Now I open my eyes and think, Uh-oh, there are only two people left in here, and the next class is waiting to get in. And while I haven’t been asleep in savasana, I have been away. It’s that away-ness, that emptying out, that I’m committing to again this year. I remind myself, again, that I can’t grab for things; that isn’t how it works. The things that are truly worthwhile arrive, alight like the gifts they are. The moments we live for. I’m not saying sit back and relax while the universe takes care of everything. I’m saying, prepare yourself always for these moments of grace, and recognize them when they come. That’s all. Choose work you love, if you can, so that the process always seems to be renewing and refreshing itself, so you’ll always have more to learn, so you’ll stay curious and engaged.
After yesterday’s class, I found myself reflecting on the word “discernment.” (Fellow Mennonites are likely to be familiar with this word.) It’s a word I’ve long disliked.
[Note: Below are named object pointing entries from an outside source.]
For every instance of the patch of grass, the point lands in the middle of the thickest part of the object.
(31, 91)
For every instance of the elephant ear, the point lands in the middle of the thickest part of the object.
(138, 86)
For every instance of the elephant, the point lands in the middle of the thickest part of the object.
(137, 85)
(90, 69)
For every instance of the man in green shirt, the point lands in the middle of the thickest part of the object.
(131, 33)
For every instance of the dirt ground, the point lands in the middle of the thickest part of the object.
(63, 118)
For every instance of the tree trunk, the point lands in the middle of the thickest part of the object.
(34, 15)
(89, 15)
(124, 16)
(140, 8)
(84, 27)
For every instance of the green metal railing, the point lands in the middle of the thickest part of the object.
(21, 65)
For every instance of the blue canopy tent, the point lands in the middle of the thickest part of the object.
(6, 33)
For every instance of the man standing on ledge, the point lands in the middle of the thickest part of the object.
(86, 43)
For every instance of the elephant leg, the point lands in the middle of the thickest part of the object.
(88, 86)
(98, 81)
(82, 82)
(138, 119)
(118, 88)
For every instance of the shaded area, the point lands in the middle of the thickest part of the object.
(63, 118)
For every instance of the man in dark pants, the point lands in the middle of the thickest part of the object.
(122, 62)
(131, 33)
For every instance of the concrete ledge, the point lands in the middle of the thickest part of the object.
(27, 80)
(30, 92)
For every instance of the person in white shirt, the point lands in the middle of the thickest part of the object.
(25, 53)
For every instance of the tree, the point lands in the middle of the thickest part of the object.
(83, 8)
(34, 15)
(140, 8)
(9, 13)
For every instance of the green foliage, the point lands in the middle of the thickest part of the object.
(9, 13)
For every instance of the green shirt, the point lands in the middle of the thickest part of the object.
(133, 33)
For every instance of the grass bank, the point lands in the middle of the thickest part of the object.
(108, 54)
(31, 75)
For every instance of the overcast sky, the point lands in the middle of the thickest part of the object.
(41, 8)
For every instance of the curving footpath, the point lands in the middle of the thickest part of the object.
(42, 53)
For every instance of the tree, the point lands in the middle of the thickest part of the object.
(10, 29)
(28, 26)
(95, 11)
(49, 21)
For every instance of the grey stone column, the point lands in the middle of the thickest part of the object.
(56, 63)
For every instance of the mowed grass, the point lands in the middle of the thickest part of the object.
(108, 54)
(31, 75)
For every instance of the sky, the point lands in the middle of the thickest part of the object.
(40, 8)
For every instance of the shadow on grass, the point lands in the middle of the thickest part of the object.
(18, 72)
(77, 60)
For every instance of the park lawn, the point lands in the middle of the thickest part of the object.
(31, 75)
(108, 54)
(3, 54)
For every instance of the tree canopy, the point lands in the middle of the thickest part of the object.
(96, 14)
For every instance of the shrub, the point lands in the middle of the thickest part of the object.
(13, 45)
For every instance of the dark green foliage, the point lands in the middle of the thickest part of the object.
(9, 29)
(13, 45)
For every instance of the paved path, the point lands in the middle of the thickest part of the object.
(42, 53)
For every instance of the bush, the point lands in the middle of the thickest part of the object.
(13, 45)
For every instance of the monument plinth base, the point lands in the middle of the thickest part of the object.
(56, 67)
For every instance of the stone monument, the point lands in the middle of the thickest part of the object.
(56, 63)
At worst, I suspect it of being code for “refusal to decide” or “failure to take a stand” or “terminal wishy-washyness” or “paralysis of purpose.” (Can you tell I would flunk at committee meetings?) I’m not against reflection or debate or consideration. But at a certain point — and who’s to say when this is? — the discernment must end and the decision-making begin.
Or maybe that’s my problem with discernment. Maybe I don’t like for discernment to be artificially separated out from action. Maybe the way I figure things out is to do, to try, to practice, to hash it out along the way, to stuff my foot in my mouth from time to time and learn the hard way. Maybe I believe less in coming around to clarity, than in going on gut and whim and instinct. I really don’t know. Too many questions, too much guilt, too much worry about being politically correct or causing offence, and I grind to a halt, afraid to do or try or say anything. But the opposite of discernment is Rob Ford: shameless empty entitled belligerent self-pitying posturing. There’s got to be a middle ground. There’s got to be a way to be in this world that is considerate and out-spoken, compassionate and practical, whole and vulnerable, open and strong, clear and welcoming, thoughtful and active.
There’s got to be.
That’s my savasana reflection, from January 9th, 2014. Perhaps this will be the first in a small, ongoing series.